Jahresempfang der FDP Regionalfraktion am 8. Mai 2013 in der Galerie der Stadt Sindelfingen. „Ethik und Verantwortung in der Regionalpolitik“ war mein Thema:

Sehr geehrte Damen und Herren,

ich begrüße Sie sehr herzlich zu unserem ersten Jahresempfang der FDP Regionalfraktion. Wir wollen heute eine Tradition begründen und diese Runde nutzen, um über den Tellerrand hinaus zu schauen.

Wir haben uns bewusst für das Thema Ethik und Verantwortung entschieden, weil wir ja die Partei sind, auf die gerne als „Ellenbogenpartei“ und Klientelbediener eingeschlagen wird. Dabei liegen die Wurzeln der Liberalen just im Miteinander von Ethik und Politik begründet. Für Andere stehen Ethik und Politik in einem Gegensatz. Die dahinter stehenden Prinzipien und Argumentationsweisen reichen dabei von der großen Politik bis zur kleinen Regionalebene. Sie reichen vom „Gottesstaat“, in dem die Weisen, Gelehrten, Geheiligten, Gebenedeiten die Wahrheit gepachtet haben, und dabei ist es egal, ob die Mao, Lenin, Hitler, Stalin heißen, geistliche Führer oder weltliche Führer sind, bis hinab auf die untere Ebene: Auch in der Region treffen wir immer wieder auf Menschen, die meinen im Besitz der alleinseligmachenden Wahrheit zu sein und Führerschaft und Gefolgschaft verlangen. Wir Deutsche haben damit ja besondere Erfahrungen gemacht. Ich will ein wenig beleuchten, was es damit auf sich hat.
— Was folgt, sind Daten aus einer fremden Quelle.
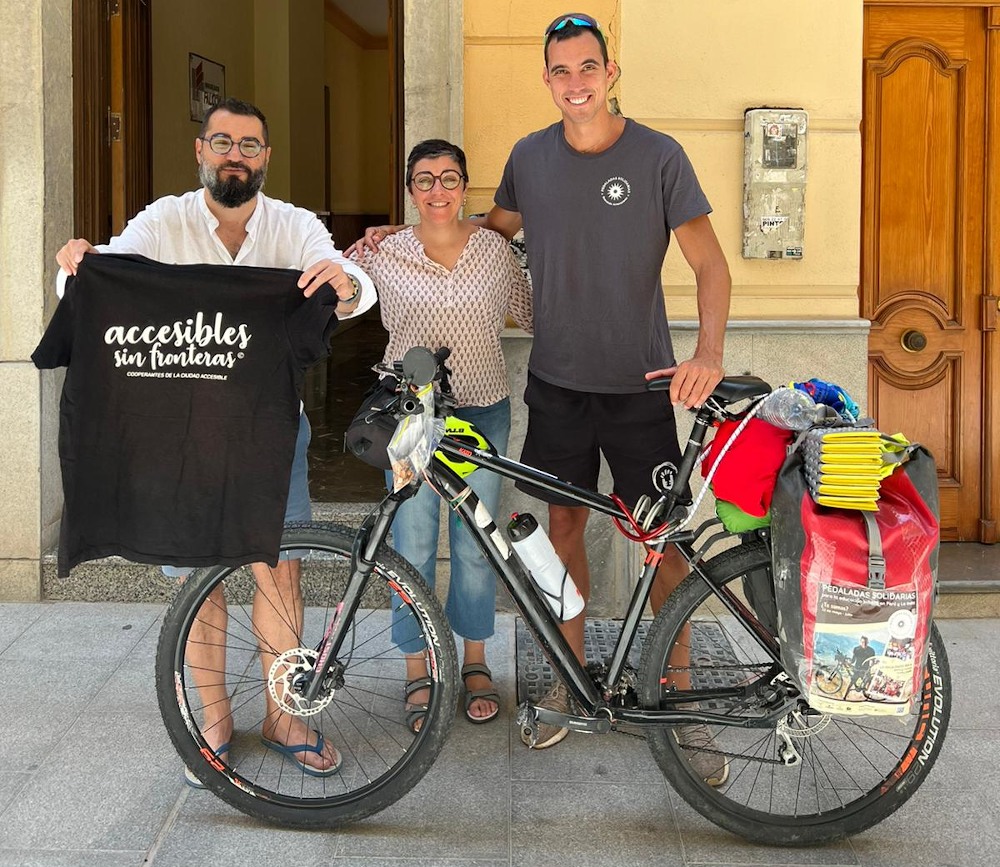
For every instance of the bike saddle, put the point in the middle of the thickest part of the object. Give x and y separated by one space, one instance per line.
732 389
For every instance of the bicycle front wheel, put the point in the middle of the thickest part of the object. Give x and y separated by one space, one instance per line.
851 772
236 646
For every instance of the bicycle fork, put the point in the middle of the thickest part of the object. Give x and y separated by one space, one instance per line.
366 543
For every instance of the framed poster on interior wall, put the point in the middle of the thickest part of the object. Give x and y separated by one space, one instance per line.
208 85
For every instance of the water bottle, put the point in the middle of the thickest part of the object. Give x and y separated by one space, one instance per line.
547 570
790 409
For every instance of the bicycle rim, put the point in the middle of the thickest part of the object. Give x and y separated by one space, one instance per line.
227 659
851 771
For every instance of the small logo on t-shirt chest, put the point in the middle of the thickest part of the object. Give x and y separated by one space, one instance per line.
615 191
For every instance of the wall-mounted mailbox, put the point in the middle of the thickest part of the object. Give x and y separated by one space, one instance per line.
774 182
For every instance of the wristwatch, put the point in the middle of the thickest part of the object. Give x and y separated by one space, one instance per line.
357 290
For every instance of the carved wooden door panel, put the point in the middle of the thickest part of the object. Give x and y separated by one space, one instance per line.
923 217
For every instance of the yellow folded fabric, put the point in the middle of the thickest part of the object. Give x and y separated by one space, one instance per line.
859 460
851 448
860 491
847 503
866 480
Ich habe mich 1990 gerade als Christ und Theologe für die FDP entschieden, weil mir das realistische Menschenbild der Liberalen sympathisch war. Wir Liberale nehmen die Menschen zur Kenntnis wie sie sind, nicht wie Idealisten sie gerne haben möchten. Zugleich Gottesebenbild und Sünder heißt es in der christlichen Tradition, zu verantwortlichem Handeln für die Mitmenschen fähig und zugleich von Eigeninteressen und Allmachtsphantasien geleitet, heißt es im liberalen Gedankengut. Dieses duale Menschenbild – zugleich triebgesteuertes Tier und mitfühlend-rationales Geschöpf – verbindet religiöse und liberale Menschen.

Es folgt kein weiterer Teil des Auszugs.